A method of joining a first and a second object, each object having a substantially flat surface. The method includes the steps of: placing the objects with their surfaces in a contacting relationship along an interface, with their surfaces substantially parallel, the interface having a peripheral edge, irradiating a laser beam with a focal point onto the peripheral edge in the direction of the interface while the plates are in a contacting relationship, and moving the focal point of the laser beam along the interface in a direction transversely to the edge, to a position at a distance from the edge.

Claims

1. A method of joining a first object and a second object, each object having a substantially flat surface, the method comprising the steps of: placing the objects with their surfaces in a contacting relationship along an interface, with their surfaces substantially parallel, the interface extending to a peripheral edge, irradiating a laser beam with a focal point onto the peripheral edge in a direction of the interface while the objects are in a contacting parallel relationship, and moving the focal point of the laser beam along the interface in a direction transverse to the peripheral edge, to a position at a distance from D the peripheral edge.

2. The method according to claim 1, wherein the first object comprises aluminum, and the second object comprises copper.

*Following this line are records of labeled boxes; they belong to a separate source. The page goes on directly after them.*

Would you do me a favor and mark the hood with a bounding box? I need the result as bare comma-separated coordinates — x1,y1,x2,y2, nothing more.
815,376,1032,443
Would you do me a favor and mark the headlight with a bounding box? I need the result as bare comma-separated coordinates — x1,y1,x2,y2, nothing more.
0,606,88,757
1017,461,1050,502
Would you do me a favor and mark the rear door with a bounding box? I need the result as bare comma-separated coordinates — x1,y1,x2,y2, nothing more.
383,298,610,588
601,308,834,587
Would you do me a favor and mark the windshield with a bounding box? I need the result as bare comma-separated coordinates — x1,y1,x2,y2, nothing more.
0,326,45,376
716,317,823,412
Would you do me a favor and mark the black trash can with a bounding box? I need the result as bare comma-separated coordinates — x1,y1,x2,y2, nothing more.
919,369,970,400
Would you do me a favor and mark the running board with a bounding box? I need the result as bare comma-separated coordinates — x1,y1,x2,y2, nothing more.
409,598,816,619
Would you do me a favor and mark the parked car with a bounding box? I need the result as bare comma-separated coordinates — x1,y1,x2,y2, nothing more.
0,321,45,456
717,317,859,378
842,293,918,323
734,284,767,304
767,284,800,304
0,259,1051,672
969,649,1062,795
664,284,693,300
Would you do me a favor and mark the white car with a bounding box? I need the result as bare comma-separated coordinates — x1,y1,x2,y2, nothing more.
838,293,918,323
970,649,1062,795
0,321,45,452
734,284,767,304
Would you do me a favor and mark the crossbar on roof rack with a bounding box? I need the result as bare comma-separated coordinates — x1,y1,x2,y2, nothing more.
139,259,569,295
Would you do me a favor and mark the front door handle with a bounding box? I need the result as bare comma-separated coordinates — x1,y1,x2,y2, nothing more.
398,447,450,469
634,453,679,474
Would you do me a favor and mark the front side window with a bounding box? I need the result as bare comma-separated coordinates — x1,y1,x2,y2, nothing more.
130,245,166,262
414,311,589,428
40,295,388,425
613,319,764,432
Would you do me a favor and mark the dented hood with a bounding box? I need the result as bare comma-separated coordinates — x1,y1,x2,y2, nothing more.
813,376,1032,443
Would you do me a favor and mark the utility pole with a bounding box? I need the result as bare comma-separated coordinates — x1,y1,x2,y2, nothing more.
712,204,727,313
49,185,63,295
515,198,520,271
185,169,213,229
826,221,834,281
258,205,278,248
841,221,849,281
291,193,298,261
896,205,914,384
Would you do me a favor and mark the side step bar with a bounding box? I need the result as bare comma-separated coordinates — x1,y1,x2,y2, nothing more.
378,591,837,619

3. The method according to claim 1, wherein a dimension of the focal point of the laser beam is between 0.01 mm and 0.5 mm and the distance D from the peripheral edge is between 0.5 mm and 50 mm.

4. The method according to claim 1, wherein the power of the laser bream is at least 2500 W.

Description

BRIEF DESCRIPTION OF THE DRAWINGS

[0012] An embodiment of the laser welding method will, by way of non-limiting example, be described in detail with reference to the accompanying drawings. In the drawings:

[0013] FIG. 1 shows a schematic lay-out of the laser welding method according to the disclosure,

[0014] FIG. 2 shows a side view of a laser weld formed between an aluminum and a copper strip, and

[0015] FIG. 3 shows a view of a cross-section of the weld of FIG. 2 on an enlarged scale, in a vertical orientation.

DESCRIPTION OF EMBODIMENTS

[0016] FIG. 1 shows an aluminum plate 1 and a copper plate 2, each with a substantially flat contact surface 3, 4. The surfaces 3, 4 are placed in a contacting relationship along the interface 5.

[0017] The plates 1,2 may have a thickness T of for instance 1 mm-10 mm and may be of larger thickness such as up to 20 mm and more.

[0018] A laser source 10 generates a laser beam 8 that is focused through optics 12 in a focal point 9 onto a perimeter 7 of the plates 3, 4 at the position of the interface 5. In a test set up, a copper and aluminum plate were placed, according to the disclosure, with their flat surfaces in a contacting relationship, each plate having a thickness of 3 mm. Using a Trudisk 6001 laser welding device, marketed by the Trumpf GmbH, Germany, at a Laser power of 3000 W and a focal spot diameter of 0,17 mm, the laser was irradiated onto the perimeter 7 of the stacked plates, to melt the metal surfaces on each side of the interface 5.

[0019] The focal point 9 of the laser penetrated a distance D of over 5 mm between the plates 1,2, and as long as several cm, along the interface 5, away from the perimeter 7.

[0020] FIG. 2 shows an example of the weld 15 formed along the interface 5 of an aluminum plate 1 and copper plate 15 along a length D that may be up to several cm, or longer.

[0021] FIG. 3 shows an enlarged cross-section of the weld 15, in a vertical orientation, along which a homogeneous alloy of the copper and aluminum is formed over a large surface area and a strong bond is achieved.